Brexit hopes send the GBPUSD higher, but what might limit the rise now?

The break felt good for the bulls but there is a concern for the bulls

There was positive news out of the EU/UK Brexit transition talks. That news, coupled with a technical break of a trend line on the 4-hour chart below at 1.3976 (see blue numbered circles), and a move above  the 1.4000 area ceiling (see green circles), led to a good run higher. The bulls took control. 

The run higher was able to get above another key swing/ceiling area at 1.4065-69. Swing highs from February 8th and February 26th, stalled rallies on those days. 

That level was broken today with the high for the day extending to 1.4088. More good news for the buyers. 

However, that last break failed.  

The price has moved back lower and back below the 1.4065-69 area since the peak.  In fact, the high on the current bar is also in that swing area at 1.4068. Buyers, started to sell against the area. 

That begs the question now…Is the ceiling being reestablished?   Traders have to be cognizant of that potential.
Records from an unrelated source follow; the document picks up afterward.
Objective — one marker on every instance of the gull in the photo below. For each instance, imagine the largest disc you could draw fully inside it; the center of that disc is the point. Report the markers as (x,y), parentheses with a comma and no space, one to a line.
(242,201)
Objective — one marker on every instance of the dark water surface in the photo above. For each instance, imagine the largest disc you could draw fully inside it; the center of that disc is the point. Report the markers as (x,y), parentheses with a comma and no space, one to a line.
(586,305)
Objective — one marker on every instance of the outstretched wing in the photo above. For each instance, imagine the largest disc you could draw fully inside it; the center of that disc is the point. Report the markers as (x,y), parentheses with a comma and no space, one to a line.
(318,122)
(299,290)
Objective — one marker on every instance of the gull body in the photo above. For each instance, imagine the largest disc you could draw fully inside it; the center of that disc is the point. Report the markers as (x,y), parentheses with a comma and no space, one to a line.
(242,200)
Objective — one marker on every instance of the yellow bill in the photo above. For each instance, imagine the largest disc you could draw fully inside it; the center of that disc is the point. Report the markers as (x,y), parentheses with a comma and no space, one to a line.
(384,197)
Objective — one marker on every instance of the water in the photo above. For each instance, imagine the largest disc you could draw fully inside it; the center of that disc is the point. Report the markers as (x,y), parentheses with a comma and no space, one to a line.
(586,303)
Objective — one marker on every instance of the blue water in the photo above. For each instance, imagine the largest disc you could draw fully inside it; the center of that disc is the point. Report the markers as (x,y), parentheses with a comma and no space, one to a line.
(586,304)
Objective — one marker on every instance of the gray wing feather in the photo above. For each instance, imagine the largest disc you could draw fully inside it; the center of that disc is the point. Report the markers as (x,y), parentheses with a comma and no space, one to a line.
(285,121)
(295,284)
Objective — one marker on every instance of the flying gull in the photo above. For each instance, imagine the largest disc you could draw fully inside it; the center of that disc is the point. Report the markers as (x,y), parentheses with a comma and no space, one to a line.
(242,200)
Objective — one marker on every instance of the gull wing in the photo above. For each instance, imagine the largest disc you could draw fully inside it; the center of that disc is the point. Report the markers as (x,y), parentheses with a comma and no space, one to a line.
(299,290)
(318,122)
The good news for the buyers is on the move down from the high today, the 50% midpoint of the move down from the January high comes in at 1.40278. The fall from the high today, has stalled ahead of that level so far.  Staying above would keep the buyers more in control. Move below, and the technical waters start to get more muddy for the bulls/buyers. 

As a result, there is a consolidation battle going on between support at 1.40278 and resistance at 1.4065-69.    Traders short from above and long from below, will battle it out, with a break of either extreme, likely leading to more momentum in the direction of the break.  

The support and resistance areas may also attract traders who buy the dip against support, and sell a rally against resistance – with stops on breaks.